Arrivés mardi à Lisbonne pour leur ultime visite, les chefs de mission de la troïka devaient plancher sur leurs dossiers au moment des festivités, marquées par une cérémonie solennelle à l'Assemblée de la République, des manifestations et des concerts de rue.

Si la prochaine sortie du pays de son plan de rigueur, synonyme de lourds sacrifices pour les Portugais, provoque un soulagement général, les célébrations de la Révolution des Oeillets ont fait ressortir de profondes divergences politiques.

Soucieux de calmer le jeu, le président Anibal Cavaco Silva a appelé les partis politiques à un consensus sur la période post-troïka: "A chaque fois que nous étions réunis, nous étions proches des idéaux d'avril".

Il s'exprimait au Parlement devant de nombreux invités d'honneur, dont le président de la Commission européenne, José Manuel Barroso.

 

- Des capitaines en colère -

 

"Si ce gouvernement ne change pas rapidement sa politique de soumission, austérité et appauvrissement du pays, il doit être destitué", a lancé à la même heure le colonel Vasco Lourenço, porte-parole des capitaines d'avril, devant des milliers de Lisboètes rassemblés au Largo do Carmo, l'un des symboles de la Révolution.

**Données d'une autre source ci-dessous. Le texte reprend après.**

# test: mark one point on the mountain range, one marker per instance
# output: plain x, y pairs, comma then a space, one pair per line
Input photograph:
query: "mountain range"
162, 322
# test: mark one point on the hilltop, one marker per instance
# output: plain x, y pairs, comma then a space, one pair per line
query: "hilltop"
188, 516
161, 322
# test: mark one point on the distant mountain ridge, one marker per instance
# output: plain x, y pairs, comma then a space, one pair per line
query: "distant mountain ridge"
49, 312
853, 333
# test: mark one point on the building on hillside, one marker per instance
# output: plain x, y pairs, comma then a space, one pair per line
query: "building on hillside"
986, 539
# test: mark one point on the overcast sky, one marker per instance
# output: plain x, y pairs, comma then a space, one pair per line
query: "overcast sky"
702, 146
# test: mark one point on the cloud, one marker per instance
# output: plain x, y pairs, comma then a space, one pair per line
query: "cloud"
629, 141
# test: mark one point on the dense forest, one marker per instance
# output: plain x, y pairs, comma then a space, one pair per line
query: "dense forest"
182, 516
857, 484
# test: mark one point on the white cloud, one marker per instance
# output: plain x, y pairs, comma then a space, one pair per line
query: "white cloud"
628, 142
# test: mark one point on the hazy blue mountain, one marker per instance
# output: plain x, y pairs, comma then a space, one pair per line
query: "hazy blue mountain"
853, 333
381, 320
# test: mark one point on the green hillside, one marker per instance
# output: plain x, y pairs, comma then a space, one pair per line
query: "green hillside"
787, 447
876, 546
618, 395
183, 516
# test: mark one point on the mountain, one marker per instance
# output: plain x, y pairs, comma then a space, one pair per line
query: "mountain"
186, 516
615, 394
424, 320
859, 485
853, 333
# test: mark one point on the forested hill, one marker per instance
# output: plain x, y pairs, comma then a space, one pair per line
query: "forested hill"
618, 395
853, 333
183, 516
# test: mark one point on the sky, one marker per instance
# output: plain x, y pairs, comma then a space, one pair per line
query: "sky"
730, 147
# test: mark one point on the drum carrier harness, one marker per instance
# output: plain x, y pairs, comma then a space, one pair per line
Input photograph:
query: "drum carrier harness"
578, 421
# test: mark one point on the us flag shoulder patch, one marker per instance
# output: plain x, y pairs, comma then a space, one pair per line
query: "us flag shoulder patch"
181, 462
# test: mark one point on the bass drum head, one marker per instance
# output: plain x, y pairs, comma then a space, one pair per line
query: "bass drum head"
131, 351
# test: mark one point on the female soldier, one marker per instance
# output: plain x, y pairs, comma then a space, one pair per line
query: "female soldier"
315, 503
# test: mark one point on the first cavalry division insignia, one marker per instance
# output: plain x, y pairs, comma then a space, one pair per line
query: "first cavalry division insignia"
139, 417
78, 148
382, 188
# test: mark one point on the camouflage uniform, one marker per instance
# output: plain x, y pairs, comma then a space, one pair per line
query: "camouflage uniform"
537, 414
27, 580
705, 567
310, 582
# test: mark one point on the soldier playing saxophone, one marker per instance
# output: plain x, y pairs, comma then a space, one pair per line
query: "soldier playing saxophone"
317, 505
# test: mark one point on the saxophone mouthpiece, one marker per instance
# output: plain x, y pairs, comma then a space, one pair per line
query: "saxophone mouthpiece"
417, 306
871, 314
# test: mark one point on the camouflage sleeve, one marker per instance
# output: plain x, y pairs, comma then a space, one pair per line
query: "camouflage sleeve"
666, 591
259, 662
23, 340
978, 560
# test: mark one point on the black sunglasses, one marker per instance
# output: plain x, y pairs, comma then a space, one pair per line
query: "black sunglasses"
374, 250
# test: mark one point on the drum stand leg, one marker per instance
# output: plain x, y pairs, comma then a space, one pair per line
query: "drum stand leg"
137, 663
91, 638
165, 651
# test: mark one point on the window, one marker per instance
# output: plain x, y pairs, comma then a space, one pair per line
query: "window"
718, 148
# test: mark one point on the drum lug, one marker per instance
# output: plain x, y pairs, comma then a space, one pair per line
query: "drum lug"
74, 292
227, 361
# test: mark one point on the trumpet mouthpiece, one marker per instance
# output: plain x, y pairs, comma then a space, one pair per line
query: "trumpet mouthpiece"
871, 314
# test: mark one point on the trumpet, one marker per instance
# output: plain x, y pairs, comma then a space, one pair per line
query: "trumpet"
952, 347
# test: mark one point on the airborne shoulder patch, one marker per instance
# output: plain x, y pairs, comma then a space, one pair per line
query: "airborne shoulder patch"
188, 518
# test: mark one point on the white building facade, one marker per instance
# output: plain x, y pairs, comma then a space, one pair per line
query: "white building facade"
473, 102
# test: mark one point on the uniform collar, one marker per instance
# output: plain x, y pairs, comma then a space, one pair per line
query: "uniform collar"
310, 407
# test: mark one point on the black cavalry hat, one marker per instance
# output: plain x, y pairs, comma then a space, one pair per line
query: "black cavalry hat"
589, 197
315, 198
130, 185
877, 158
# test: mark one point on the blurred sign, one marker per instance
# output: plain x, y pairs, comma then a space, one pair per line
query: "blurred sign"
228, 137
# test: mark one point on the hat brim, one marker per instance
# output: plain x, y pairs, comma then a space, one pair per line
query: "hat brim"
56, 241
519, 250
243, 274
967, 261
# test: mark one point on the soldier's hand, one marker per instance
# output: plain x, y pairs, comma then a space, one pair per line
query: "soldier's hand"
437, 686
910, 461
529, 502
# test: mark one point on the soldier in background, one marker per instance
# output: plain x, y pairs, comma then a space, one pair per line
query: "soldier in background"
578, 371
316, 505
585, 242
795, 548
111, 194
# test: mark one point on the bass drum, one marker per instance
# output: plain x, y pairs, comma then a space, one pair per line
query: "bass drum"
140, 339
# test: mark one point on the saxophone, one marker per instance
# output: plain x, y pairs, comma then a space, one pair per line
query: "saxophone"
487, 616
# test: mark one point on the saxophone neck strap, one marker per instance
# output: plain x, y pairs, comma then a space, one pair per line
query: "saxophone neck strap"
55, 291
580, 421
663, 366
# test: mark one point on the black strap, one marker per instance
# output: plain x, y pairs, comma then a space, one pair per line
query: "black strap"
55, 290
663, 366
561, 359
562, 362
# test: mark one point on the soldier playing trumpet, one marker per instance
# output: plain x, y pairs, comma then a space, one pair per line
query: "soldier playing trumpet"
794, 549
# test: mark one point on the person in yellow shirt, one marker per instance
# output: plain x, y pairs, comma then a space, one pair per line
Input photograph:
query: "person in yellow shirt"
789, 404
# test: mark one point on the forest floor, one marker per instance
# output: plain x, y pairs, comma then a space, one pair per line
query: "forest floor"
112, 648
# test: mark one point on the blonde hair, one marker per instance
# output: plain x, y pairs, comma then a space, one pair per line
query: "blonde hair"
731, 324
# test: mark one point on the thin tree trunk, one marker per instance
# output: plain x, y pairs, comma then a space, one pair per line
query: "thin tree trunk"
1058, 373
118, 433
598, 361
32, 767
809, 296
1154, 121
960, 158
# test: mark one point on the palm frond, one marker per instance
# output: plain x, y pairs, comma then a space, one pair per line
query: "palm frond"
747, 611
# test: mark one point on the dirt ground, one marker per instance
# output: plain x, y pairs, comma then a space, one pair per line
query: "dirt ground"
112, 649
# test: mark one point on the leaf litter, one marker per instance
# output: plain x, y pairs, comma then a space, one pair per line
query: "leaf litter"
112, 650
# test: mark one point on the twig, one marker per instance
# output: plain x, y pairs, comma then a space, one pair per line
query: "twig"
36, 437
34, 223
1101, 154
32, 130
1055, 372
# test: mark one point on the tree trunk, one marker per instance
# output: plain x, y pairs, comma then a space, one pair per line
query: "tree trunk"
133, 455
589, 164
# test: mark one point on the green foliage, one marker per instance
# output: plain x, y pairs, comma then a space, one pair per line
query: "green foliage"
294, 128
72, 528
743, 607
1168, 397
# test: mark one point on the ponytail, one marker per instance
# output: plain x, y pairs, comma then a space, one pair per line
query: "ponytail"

L'emblématique place lisboète est située en face de la caserne de gendarmerie où le dictateur Marcelo Caetano a fini par se rendre aux putschistes.

Invités au Parlement, les capitaines d'avril avaient exigé de prendre la parole dans l'hémicycle, mais se sont heurtés au refus des partis de la majorité de centre droit. Du coup, ils avaient décidé d'organiser leur propre rassemblement.

Solidaire avec les militaires, l'ancien président socialiste Mario Soares, 89 ans, considéré comme l'un des pères fondateurs de la démocratie, y était également présent: "ce gouvernement est contre le 25 avril!", a-t-il assuré.

"Les valeurs du 25 avril sont de moins en moins respectées, il y a plus d'inégalités sociales et plus de pauvreté au Portugal depuis l'arrivée de la troïka", a témoigné Pedro Betamio, 40 ans, tenant un oeillet rouge à la main. "En trois ans, mon salaire a diminué d'un tiers", a ajouté ce juriste.

"On paie toujours plus d'impôts et gagne toujours moins. La troïka s'en va, mais il faut que le gouvernement s'en aille aussi!", a renchéri Amelia Castela, 50 ans, venue écouter les capitaines d'avril avec ses filles.

"Grândola Vila Morena", l'hymne de la Révolution, a retenti à nouveau au Largo do Carmo, comme souvent dans des manifestations anti-austérité au Portugal. "Un nouveau 25 avril", réclamé par de nombreuses banderoles, serait-il possible?

"La Révolution du 25 avril est dans les gènes des Portugais", a déclaré à l'AFP l'historienne Irene Pimentel. Pour elle, "un nouveau coup militaire est exclu, mais une révolte populaire est possible".